INTRACELLULAR OPTICAL NANOSENSORS--PH, CALCIUM, GLUCOSE

细胞内光学纳米传感器--PH、钙、葡萄糖

• 批准号: 2188037
• 负责人: Raoul Kopelman
• 金额: $ 20.2万
• 依托单位: UNIVERSITY OF MICHIGAN AT ANN ARBOR
• 依托单位国家: 美国
• 财政年份: 1994
• 资助国家: 美国
• 起止时间: 1994-01-01 至 1996-12-31
• 项目状态: 已结题
• 来源: https://reporter.nih.gov/project-details/2188037
• 关键词: acidity /alkalinity; alternatives to animals in research; biomedical equipment development; biosensor device; calcium flux; fiber optic microscopy; fiber optics; fluorescent dye /probe; glucose transport; intracellular transport; microelectrodes; monitoring device; respiratory gas transport

The objective is to produce nano-fiberoptic chemical sensors for the direct, real-time monitoring of intact single cell processes. These sensors will monitor concentrations of analytes such as glucose, calcium, oxygen, and hydrogen ions, as well as their sub-microscopic chemical maps and time developments, individually or simultaneously. The samples required for these sensor diameters will be 100-1000 times smaller and their response times 100-1000 times shorter. They will also be faster, less invasive and more selective than comparable electrochemical sensors. The aim is to apply recent theoretical and technological breakthroughs: 10 The construction of subwavelength optical light sources and sensor down to sizes of 40 nm. 2) The demonstration that near-field optics increases the molecular cross-section for optional absorption up to a million times. The initial step is a rugged pH fiber-optic sensor with millisecond response time and excellent sensitivity, requiring only atto- liters (10-181) of sample. Specifically, the proposal outlines how to design and carry out appropriate dye sensor fabrication schemes as well as how to construct and test such ultra-small and ultra-fast model sensors for intracellular measurements of calcium, oxygen and glucose, in addition to pH. These will also be working models for generalize ion sensors and for drug sensors.
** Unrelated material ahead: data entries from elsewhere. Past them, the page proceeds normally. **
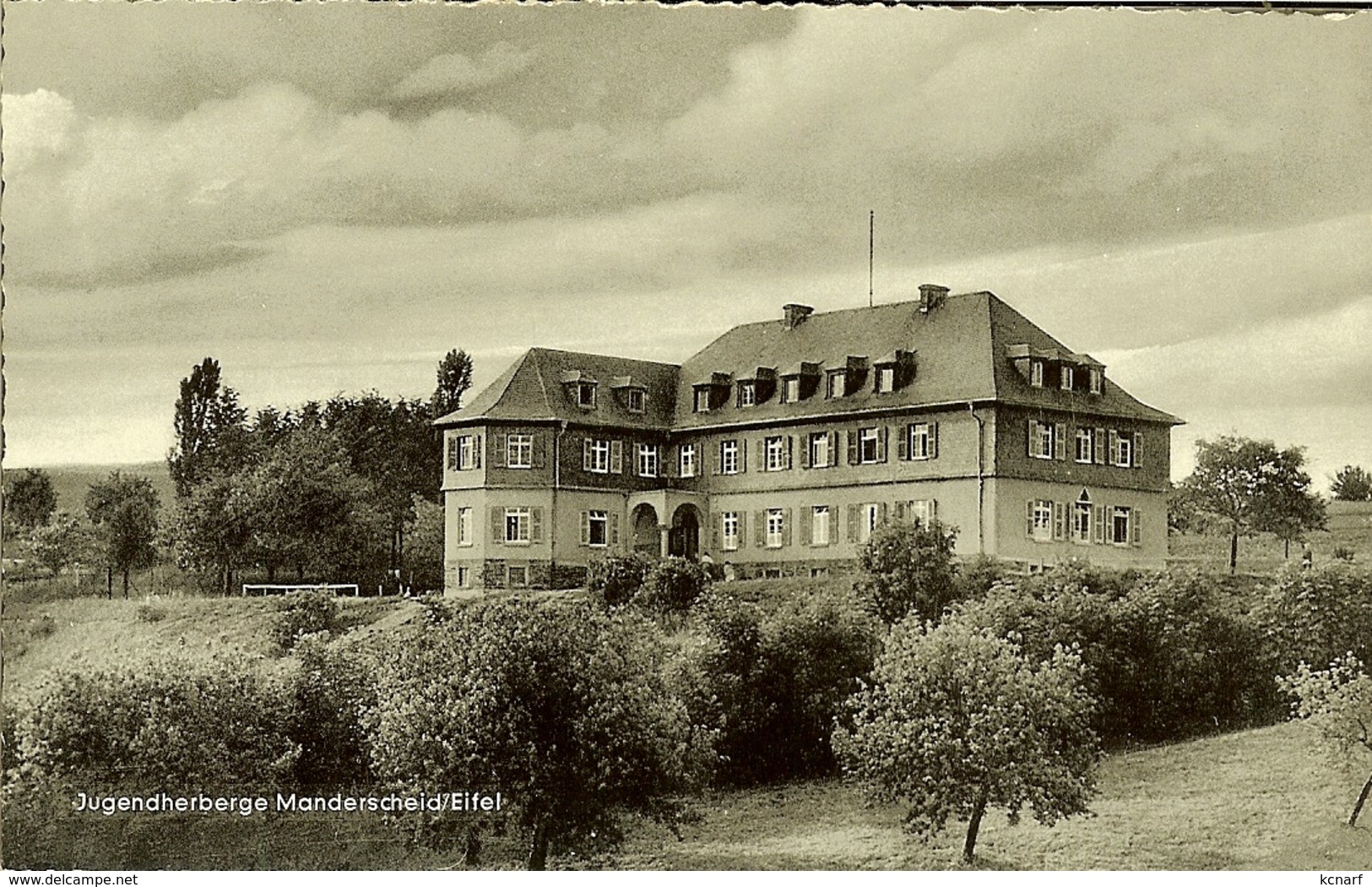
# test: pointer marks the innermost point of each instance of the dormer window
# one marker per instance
(838, 381)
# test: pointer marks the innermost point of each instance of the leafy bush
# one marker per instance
(958, 720)
(303, 612)
(673, 585)
(164, 726)
(779, 682)
(563, 709)
(1317, 615)
(618, 577)
(328, 695)
(908, 568)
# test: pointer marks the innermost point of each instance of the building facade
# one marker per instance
(784, 444)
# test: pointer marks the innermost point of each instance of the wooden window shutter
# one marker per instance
(497, 525)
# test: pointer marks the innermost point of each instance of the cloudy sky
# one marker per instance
(328, 198)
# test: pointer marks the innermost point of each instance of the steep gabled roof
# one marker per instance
(535, 388)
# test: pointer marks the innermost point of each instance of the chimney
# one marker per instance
(930, 296)
(796, 315)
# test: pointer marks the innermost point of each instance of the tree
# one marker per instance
(1338, 704)
(210, 432)
(563, 709)
(1251, 487)
(124, 511)
(58, 542)
(1352, 483)
(29, 500)
(908, 568)
(454, 377)
(958, 720)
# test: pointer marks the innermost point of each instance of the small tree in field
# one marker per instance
(958, 720)
(1338, 704)
(563, 709)
(908, 568)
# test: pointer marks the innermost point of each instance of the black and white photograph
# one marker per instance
(630, 437)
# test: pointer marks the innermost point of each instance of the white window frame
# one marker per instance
(1115, 515)
(819, 445)
(686, 459)
(523, 520)
(729, 458)
(1124, 449)
(648, 461)
(464, 527)
(729, 531)
(775, 454)
(865, 437)
(1042, 520)
(599, 456)
(775, 526)
(601, 520)
(519, 450)
(869, 514)
(919, 439)
(1086, 437)
(821, 525)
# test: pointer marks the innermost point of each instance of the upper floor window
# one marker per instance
(729, 458)
(648, 460)
(687, 460)
(819, 454)
(778, 454)
(1086, 445)
(836, 384)
(519, 450)
(775, 527)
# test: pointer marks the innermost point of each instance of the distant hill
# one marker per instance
(72, 482)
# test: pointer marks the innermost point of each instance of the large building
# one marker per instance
(783, 444)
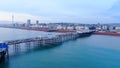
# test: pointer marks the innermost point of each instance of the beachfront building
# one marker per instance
(81, 28)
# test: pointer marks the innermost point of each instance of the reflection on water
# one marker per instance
(23, 49)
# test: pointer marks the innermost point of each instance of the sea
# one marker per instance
(95, 51)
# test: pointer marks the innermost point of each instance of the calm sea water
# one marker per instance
(95, 51)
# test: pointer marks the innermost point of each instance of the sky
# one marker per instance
(53, 11)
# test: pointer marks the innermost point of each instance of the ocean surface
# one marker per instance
(95, 51)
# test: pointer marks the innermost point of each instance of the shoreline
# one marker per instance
(107, 33)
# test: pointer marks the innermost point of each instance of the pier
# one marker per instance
(40, 41)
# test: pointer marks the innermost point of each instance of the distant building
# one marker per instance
(70, 27)
(37, 22)
(59, 27)
(28, 21)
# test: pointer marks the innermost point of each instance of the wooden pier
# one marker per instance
(49, 39)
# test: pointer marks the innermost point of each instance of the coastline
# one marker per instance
(107, 33)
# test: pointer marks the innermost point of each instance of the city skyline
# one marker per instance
(82, 11)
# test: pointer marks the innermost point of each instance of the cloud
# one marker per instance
(87, 11)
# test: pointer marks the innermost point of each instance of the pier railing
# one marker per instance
(45, 40)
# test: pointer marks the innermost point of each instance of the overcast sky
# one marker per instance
(77, 11)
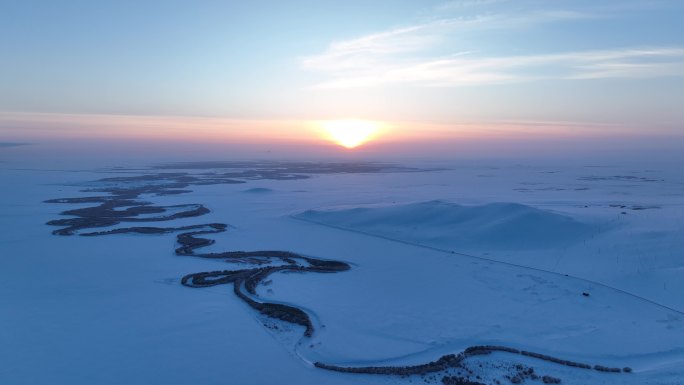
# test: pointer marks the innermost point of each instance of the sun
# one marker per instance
(350, 133)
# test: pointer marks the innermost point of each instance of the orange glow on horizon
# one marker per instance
(350, 133)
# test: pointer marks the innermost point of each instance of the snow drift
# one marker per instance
(443, 224)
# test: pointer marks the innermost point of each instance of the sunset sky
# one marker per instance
(273, 69)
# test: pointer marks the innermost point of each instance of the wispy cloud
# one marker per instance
(417, 55)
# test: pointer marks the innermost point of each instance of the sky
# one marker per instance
(264, 70)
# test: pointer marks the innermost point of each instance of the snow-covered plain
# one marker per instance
(441, 260)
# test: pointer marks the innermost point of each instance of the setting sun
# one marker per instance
(350, 133)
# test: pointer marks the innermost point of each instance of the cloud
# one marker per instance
(415, 55)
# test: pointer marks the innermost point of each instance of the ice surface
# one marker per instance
(110, 310)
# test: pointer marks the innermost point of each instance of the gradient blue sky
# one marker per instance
(615, 63)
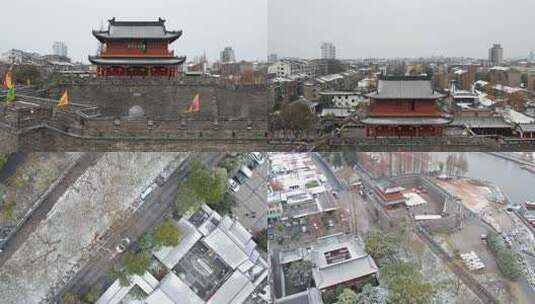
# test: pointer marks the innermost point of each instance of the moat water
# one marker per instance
(517, 183)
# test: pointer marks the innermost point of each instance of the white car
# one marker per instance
(257, 157)
(233, 185)
(122, 245)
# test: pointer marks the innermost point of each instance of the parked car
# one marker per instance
(257, 157)
(123, 244)
(233, 185)
(246, 172)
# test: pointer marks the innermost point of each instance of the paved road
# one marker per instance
(153, 212)
(40, 214)
(327, 171)
(252, 197)
(277, 278)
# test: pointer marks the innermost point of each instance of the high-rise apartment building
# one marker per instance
(59, 48)
(227, 55)
(496, 54)
(328, 50)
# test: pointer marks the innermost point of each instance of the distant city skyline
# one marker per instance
(400, 29)
(209, 26)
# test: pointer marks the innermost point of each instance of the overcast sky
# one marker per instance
(208, 25)
(400, 28)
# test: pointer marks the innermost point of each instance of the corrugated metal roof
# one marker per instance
(527, 127)
(405, 89)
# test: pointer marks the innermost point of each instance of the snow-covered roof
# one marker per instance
(169, 256)
(173, 290)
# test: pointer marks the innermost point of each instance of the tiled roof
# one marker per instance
(405, 89)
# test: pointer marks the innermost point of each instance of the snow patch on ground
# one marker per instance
(97, 201)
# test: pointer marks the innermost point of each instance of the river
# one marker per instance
(517, 183)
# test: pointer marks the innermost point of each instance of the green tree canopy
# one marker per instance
(505, 257)
(225, 205)
(300, 274)
(208, 184)
(406, 284)
(166, 234)
(136, 263)
(380, 245)
(347, 296)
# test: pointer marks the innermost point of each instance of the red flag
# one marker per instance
(195, 104)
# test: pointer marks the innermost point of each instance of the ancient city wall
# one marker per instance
(169, 99)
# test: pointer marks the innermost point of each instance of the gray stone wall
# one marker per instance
(166, 99)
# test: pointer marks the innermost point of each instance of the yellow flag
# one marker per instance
(8, 80)
(64, 99)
We also design a method for micron and submicron chemical mapping, combined with optical imaging. This includes scanning near-field optical imaging and sensing down to a spatial resolution of 0,05 microns. Such nano-chemical sensors technology will speed up by a large factor various biochemical test protocols and might well replace existing animal testing protocols and might well replace existing animal testing protocols by much less costly and sager single cell or single embryo protocols. These tests and protocols will be on single rat live cells, blood cells etc. and on early rat embryos. The long range goal is to make optical nanosensors with single molecule/ion spatial resolution and chemical sensitivity.

目的是生产纳米纤维化化学传感器 直接的，实时监视完整的单细胞过程。 这些 传感器将监视分析物的浓度，例如葡萄糖，钙， 氧气和氢离子及其亚显微镜化学图 和时间发展，单独或同时。 样品 这些传感器直径所需的需要小100-1000倍，并且 他们的响应时间短100-1000倍。 他们也会更快 与可比的电化学传感器相比，侵入性更少，更有选择性。 目的是应用最新的理论和技术突破： 10次​​波长光源和传感器的构建 下降到40 nm的尺寸。 2）近场光学的演示 增加分子横截面以使可选吸收到A 百万次。 最初的步骤是一个坚固的pH纤维传感器 毫秒的响应时间和出色的灵敏度，仅需要 样品的升（10-181）。 具体而言，该提案概述了如何 设计并执行适当的染料传感器制造方案 就像如何构建和测试此类超小型和超快速模型 钙，氧和葡萄糖的细胞内测量的传感器， 除了pH。 这些也将是概括离子的工作模型 传感器和药物传感器。 我们还为微米设计了一种方法 亚微米化学映射，结合光学成像。 这包括 扫描近场光学成像并传感到空间 分辨率为0,05微米。 这样的纳米化学传感器技术将 通过各种生化测试方案加快速度 很好地替换现有的动物测试方案，很可能会取代 现有的动物测试协议的成本较低，而Sager单一 单元或单个胚胎协议。 这些测试和协议将开始 单大鼠活细胞，血细胞等以及早期大鼠胚胎。 这 远距离目标是用单分子/离子制作光学纳米传感器 空间分辨率和化学敏感性。